Maldemstam, como otros poetas rusos de destino trágico, da testimonio de la tensión irresuelta entre poesía y presente. Sobre ese tema escribe Marina Tsvietáieva: “A propósito de los que supuestamente llevan un retraso de uno o tres siglos, citaré un solo ejemplo: el del poeta Hölderlin, que por los temas que trata, por sus fuentes e incluso su vocabulario, es un poeta de la Antigüedad, es decir, llegó a su siglo XVIII con un retraso no de un siglo, sino de dieciocho.
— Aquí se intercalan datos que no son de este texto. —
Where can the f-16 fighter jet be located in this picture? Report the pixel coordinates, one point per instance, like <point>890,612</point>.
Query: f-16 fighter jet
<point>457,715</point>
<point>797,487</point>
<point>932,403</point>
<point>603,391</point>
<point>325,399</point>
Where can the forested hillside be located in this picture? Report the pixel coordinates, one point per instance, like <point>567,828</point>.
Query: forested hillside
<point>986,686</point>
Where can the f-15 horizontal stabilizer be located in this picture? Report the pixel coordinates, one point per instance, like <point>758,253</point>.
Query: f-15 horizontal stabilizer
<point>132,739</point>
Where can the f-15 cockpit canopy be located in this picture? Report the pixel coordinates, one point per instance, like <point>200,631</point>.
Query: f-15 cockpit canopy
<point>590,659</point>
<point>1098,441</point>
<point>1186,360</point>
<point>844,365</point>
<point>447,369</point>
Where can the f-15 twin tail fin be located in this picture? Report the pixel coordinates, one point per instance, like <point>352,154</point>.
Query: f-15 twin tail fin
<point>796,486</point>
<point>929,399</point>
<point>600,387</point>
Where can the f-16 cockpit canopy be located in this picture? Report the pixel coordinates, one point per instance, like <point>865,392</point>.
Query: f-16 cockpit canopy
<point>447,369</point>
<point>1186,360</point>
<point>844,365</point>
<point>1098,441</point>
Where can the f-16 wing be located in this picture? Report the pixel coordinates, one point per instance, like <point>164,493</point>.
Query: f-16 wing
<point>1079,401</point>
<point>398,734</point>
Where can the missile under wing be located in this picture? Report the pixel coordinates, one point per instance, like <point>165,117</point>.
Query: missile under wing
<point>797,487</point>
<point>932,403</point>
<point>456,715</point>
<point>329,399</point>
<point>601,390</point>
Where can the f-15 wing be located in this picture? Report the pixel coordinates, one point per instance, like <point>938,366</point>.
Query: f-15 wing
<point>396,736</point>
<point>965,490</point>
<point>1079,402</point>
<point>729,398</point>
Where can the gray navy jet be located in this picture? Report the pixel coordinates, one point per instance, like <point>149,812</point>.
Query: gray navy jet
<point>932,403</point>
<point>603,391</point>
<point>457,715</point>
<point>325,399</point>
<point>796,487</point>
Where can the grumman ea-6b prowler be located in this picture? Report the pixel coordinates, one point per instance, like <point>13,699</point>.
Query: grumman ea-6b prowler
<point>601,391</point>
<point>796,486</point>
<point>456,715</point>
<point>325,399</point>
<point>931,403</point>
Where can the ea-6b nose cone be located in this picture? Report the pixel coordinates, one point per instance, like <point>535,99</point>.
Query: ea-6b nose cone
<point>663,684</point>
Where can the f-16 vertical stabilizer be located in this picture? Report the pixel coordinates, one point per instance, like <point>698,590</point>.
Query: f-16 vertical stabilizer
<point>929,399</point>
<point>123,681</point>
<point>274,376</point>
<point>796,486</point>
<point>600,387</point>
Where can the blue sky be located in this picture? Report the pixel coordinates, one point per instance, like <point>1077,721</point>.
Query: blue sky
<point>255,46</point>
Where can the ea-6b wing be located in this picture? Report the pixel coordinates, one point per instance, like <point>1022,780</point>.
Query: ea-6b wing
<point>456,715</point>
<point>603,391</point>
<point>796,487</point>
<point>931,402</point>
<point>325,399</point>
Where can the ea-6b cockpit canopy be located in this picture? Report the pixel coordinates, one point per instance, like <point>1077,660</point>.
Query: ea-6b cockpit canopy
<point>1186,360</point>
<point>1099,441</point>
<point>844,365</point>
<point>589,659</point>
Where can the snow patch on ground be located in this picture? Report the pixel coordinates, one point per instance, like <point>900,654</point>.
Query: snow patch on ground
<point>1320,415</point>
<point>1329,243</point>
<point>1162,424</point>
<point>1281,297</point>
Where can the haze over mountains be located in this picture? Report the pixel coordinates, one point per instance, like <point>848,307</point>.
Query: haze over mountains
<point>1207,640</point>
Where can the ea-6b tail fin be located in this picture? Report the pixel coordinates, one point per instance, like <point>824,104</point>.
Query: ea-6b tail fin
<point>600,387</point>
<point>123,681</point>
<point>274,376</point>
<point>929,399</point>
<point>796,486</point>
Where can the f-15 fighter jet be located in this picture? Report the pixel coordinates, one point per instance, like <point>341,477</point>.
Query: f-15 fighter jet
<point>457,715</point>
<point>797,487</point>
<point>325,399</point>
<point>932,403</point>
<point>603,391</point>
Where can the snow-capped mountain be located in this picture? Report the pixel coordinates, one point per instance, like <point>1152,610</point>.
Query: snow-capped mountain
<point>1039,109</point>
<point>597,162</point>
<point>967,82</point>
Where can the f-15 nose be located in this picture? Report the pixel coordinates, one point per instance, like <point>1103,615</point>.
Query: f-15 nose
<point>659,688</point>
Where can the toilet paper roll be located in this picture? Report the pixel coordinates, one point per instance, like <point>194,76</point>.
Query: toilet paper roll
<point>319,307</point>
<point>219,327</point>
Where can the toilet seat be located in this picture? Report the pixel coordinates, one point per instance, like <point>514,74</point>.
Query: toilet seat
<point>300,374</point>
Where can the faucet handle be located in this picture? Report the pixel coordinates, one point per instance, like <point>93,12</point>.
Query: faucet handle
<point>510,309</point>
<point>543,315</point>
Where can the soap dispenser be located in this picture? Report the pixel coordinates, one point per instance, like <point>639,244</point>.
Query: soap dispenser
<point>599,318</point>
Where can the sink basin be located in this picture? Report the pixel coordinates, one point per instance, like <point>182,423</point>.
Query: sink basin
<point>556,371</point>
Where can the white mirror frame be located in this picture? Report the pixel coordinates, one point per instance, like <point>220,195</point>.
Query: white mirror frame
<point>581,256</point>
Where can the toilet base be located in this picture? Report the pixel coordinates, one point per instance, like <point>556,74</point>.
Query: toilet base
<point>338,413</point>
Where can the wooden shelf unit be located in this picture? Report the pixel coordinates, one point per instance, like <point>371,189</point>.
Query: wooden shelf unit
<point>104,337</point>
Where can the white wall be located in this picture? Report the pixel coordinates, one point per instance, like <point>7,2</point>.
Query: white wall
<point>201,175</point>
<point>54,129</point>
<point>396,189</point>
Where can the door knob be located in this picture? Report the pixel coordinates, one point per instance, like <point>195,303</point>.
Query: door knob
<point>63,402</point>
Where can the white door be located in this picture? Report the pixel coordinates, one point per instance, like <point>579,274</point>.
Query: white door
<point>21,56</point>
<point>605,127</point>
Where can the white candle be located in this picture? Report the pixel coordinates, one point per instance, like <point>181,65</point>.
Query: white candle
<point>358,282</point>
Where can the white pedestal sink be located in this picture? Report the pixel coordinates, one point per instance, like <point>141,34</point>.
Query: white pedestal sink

Hölderlin, que solamente ahora comienza a ser leído en Alemania, ha sido adoptado por nuestro siglo, y ciertamente no es antiguo. Tras haber llegado a su siglo con un retraso de dieciocho, se ha revelado contemporáneo de nuestro siglo XX. ¿Qué significa este milagro? Significa que en el arte es imposible llegar tarde”.
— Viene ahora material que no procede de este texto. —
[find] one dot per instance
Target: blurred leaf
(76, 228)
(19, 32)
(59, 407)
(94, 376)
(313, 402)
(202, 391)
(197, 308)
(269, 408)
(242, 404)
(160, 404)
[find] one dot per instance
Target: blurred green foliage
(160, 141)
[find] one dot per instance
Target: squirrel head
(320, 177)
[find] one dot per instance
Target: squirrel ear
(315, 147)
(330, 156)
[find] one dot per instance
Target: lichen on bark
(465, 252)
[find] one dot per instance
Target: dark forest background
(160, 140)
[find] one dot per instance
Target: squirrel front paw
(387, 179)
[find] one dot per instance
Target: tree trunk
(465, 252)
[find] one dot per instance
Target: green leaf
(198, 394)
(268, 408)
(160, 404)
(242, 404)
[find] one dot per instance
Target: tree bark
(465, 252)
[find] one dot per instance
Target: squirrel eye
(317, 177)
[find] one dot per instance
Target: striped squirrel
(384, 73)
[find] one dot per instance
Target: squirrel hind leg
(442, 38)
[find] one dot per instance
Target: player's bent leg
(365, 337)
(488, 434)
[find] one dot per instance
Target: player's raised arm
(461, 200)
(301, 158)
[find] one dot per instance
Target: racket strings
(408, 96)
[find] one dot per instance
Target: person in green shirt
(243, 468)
Agamben parece dialogar con Tsvietáieva, y siguiendo a a Nietzsche señala que “pertenece realmente a su tiempo, es verdaderamente contemporáneo, aquel que no coincide perfectamente con éste ni se adecua a sus pretensiones y es por ende, en ese sentido, inactual; pero, justamente por eso, a partir de ese alejamiento y ese anacronismo, es más capaz que los otros de percibir y aprehender su tiempo”. Lo contemporáneo se expresa como paradoja: esa distancia del presente es precisamente lo que le permite volver a él, abrazar su tiempo, instalar su marca en la época. Cuando el poema se escribe atrapado por la ansiedad del presente, sólo encuentra inmediatez y trivialidad. A la inversa, cuando el anacronismo se vuelve simplemente retórico, el poema se entrega dócilmente a la cursilería. El poeta contemporáneo –es decir, el que desconfía de su tiempo–, en cambio, está en condiciones de decir algo radical sobre la época, más allá de toda ansiedad e impostación.
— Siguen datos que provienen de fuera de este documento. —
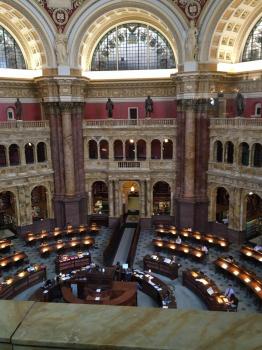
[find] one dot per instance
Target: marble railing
(124, 123)
(56, 326)
(18, 124)
(242, 123)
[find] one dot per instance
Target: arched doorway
(253, 215)
(222, 205)
(100, 198)
(39, 203)
(161, 198)
(130, 197)
(8, 217)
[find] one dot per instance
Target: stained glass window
(253, 48)
(133, 46)
(10, 53)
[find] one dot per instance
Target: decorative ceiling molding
(60, 10)
(191, 8)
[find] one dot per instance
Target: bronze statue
(239, 104)
(109, 108)
(18, 109)
(148, 106)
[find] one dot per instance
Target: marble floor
(184, 297)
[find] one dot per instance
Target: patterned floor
(185, 299)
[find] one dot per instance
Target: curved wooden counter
(155, 288)
(206, 289)
(161, 265)
(183, 249)
(21, 281)
(246, 277)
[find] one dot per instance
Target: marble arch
(32, 30)
(225, 30)
(96, 19)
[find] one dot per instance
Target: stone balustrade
(54, 326)
(242, 123)
(126, 123)
(19, 124)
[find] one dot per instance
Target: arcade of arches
(194, 160)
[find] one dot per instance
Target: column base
(191, 213)
(71, 210)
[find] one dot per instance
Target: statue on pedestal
(61, 49)
(239, 104)
(18, 109)
(148, 106)
(191, 46)
(109, 108)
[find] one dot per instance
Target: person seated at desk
(229, 291)
(233, 301)
(204, 249)
(258, 248)
(178, 240)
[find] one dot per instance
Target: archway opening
(3, 161)
(130, 194)
(93, 152)
(130, 149)
(253, 215)
(39, 203)
(155, 149)
(29, 153)
(118, 150)
(222, 205)
(161, 198)
(141, 150)
(100, 198)
(8, 217)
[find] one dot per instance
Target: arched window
(229, 152)
(41, 152)
(244, 151)
(10, 53)
(118, 150)
(167, 149)
(3, 156)
(155, 149)
(218, 149)
(253, 47)
(257, 160)
(14, 155)
(104, 151)
(141, 150)
(29, 153)
(92, 149)
(133, 46)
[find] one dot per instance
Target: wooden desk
(47, 248)
(250, 253)
(21, 281)
(183, 249)
(5, 244)
(161, 265)
(155, 288)
(65, 263)
(208, 239)
(10, 260)
(206, 289)
(248, 278)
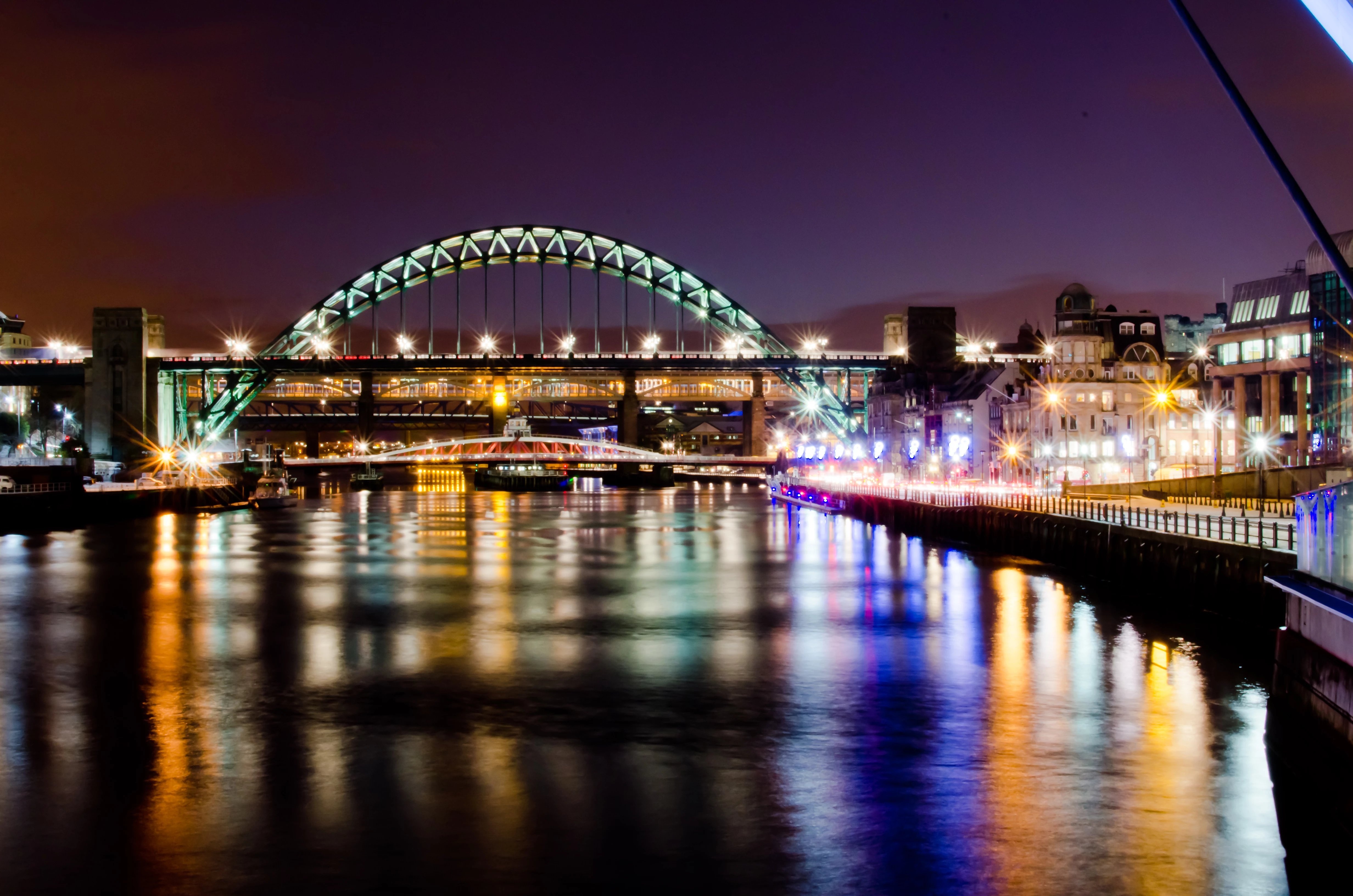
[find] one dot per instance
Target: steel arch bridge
(313, 336)
(516, 449)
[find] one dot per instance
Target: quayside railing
(1217, 527)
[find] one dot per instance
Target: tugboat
(272, 492)
(367, 481)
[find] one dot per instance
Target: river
(648, 692)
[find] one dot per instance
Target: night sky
(818, 163)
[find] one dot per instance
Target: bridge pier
(627, 431)
(498, 407)
(366, 409)
(754, 419)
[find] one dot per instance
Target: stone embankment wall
(1182, 570)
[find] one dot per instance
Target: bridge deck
(604, 360)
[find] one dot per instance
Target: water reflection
(664, 691)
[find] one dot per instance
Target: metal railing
(1241, 530)
(30, 488)
(24, 461)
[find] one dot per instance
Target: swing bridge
(544, 323)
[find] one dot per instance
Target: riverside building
(1097, 409)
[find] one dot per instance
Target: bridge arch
(314, 335)
(473, 250)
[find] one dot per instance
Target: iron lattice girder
(309, 336)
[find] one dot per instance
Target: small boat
(367, 481)
(804, 497)
(274, 491)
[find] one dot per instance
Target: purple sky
(229, 168)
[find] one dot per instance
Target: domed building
(1095, 415)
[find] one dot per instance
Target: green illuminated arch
(312, 334)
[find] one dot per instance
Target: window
(1291, 346)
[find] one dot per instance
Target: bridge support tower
(498, 407)
(627, 431)
(366, 409)
(754, 419)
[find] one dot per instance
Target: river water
(674, 691)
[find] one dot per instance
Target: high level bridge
(486, 324)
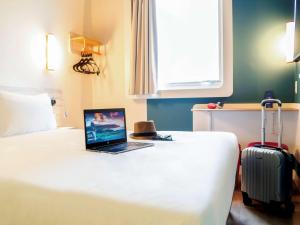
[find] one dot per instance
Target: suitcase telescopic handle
(263, 121)
(266, 101)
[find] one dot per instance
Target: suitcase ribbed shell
(263, 174)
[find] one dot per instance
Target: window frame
(224, 87)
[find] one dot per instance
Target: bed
(48, 178)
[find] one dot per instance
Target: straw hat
(144, 130)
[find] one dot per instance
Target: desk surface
(246, 107)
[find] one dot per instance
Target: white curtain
(143, 80)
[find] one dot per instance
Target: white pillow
(20, 114)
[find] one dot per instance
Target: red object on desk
(212, 106)
(273, 144)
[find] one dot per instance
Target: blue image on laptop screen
(104, 126)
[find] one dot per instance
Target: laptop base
(124, 147)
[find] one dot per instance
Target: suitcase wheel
(289, 208)
(246, 200)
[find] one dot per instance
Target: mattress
(48, 178)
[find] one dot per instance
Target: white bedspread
(48, 178)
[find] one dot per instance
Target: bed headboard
(55, 94)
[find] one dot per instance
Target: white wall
(109, 21)
(23, 26)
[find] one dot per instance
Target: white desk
(245, 121)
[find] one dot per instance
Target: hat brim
(141, 137)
Si hay un libro reciente que se sitúa en ese lugar, ése es Una explicación para todo, de Darío Rojo, editado por Gog y Magog, en el que reúne en un solo volumen toda su obra publicada, más algunos poemas inéditos. Rojo pertenece a la generación que promedia los 40 años, que en los 90 pasó por la revista 18 Whiskys, y que leyó bien cierta tradición norteamericana (Stevens, Moore, Asbhbery). Pero además le suma al menos tres rasgos que lo distinguen del resto: dirigir la pequeña y sutil editorial Selecciones de Amadeo Mandarino, hacer de la invisibilidad pública su carta de presentación social y, sobre todo, escribir una poesía que apunta directamente a la relación tensa entre contemporaneidad y anacronismo. O dicho en el sentido inverso: se puede pensar la poesía de Rojo como una introducción al anacronismo contemporáneo. Es una escritura hecha de humor, distanciamiento y algo de melancolía. En un acápite, Rojo incluye una cita de Valerie Larbaud: “Acostumbraos a ver cada cosa actual como desfasada”. Y esa idea marca el tono de su estrategia: “Todo fue hecho en brillo de reciente hazaña,/vos hablaste, yo hablé, el pasto/de amarillo carta fue en el tiempo/un caso y el mismo/Fuera: lugar de lluvias/en ceniza vacía, de lunas y aeroplanos”. La hazañas son recientes –relucen–, pero el pasto se vuelve viejo, amarillo como la carta en el tiempo. Una explicación para todo convierte ese intersticio en una de las zonas más originales de la poesía argentina contemporánea.